Let's assume that center_point = (4,5), Pairs = [(1, 4), (3, 8), (7, 2)], and deg_Increment = 20. This means that a polygon is created (sort of) whose vertices are Pairs, and center_point is a point contained inside the polygon.
Now rays are set to radiate from center_point every 20 degrees (which isdeg_Increment). The intersection points of the rays with the perimeter of the polygon are determined, and the distance is calculated using the distance formula.
The only problem is that I'm getting too many distances. :( In my example above, the correct distances are
1.00000 0.85638 0.83712 0.92820 1.20455 2.07086 2.67949 2.29898 2.25083 2.50000 3.05227 2.22683 1.93669 1.91811 2.15767 2.85976 2.96279 1.40513
But my code is returning
dist= [2.5, 1.0, 6.000000000000001, 3.2523178818773006, 0.8563799085248148, 3.0522653889161626, 5.622391569468206, 0.8371216462519347, 2.226834844885431, 37.320508075688686, 0.9282032302755089, 1.9366857335569072, 7.8429970322236064, 1.2045483557883576, 1.9181147622136665, 3.753460385470896, 2.070863609380179, 2.157671808913309, 2.6794919243112276, 12.92820323027545, 2.85976265663383, 2.298981118867903, 2.962792920643178, 5.162096782237789, 2.250827351906659, 1.4051274947736863, 69.47032761621092, 2.4999999999999996, 1.0, 6.000000000000004, 3.2523178818773006, 0.8563799085248148, 3.0522653889161626, 5.622391569468206, 0.8371216462519347, 2.226834844885431, 37.32050807568848, 0.9282032302755087, 1.9366857335569074, 7.842997032223602, 1.2045483557883576, 1.9181147622136665, 3.7534603854708997, 2.0708636093801767, 2.1576718089133085, 2.679491924311227, 12.928203230275532, 2.85976265663383, 2.298981118867903, 2.9627929206431776, 5.162096782237789, 2.250827351906659, 1.4051274947736847]

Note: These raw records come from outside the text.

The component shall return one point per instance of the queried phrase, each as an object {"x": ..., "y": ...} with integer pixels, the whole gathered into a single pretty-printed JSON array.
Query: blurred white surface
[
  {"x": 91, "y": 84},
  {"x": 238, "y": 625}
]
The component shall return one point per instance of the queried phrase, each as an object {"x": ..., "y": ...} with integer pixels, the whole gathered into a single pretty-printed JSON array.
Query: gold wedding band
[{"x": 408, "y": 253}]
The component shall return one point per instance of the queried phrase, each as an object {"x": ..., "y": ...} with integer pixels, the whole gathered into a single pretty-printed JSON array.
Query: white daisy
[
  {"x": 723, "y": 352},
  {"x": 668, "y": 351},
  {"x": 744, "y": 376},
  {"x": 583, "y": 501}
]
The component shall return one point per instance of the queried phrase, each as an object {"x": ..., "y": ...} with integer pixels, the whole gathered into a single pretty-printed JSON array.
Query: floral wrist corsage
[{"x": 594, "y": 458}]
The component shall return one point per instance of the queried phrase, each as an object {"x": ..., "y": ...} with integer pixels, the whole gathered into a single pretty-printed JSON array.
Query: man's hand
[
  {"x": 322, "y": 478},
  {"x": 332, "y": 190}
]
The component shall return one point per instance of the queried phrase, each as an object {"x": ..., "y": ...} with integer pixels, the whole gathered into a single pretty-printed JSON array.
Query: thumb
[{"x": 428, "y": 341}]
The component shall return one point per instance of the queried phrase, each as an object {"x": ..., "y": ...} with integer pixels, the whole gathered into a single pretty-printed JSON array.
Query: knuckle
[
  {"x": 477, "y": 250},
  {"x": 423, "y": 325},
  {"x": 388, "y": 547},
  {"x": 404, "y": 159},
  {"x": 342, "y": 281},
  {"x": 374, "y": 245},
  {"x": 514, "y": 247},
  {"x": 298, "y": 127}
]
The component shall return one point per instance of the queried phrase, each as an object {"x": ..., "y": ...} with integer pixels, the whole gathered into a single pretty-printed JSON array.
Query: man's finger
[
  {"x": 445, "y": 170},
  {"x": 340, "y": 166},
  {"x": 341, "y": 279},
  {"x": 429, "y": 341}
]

If anyone can help me get only the correct distances, I'd greatly appreciate it.
Thanks!
And just for reference, here's what my example looks like with the correct distances only:
You're getting too many values in Intercepts because it's being appended to inside the second for-loop [for d in range(len(Pairs))].
You only want one value in Intercept per step through the outer for-loop [for c in range((360//deg_Increment))], so the append to Intercept needs to be in this loop.
I'm not sure what you're doing with the inner loop, but you seem to be calculating a separate intercept for each of the lines that make up the polygon sides. But you only want the one that you're going to hit "first" when going in that direction.
You'll have to add some code to figure out which of the 3 (in this case) sides of the polygon you're actually going to encounter first.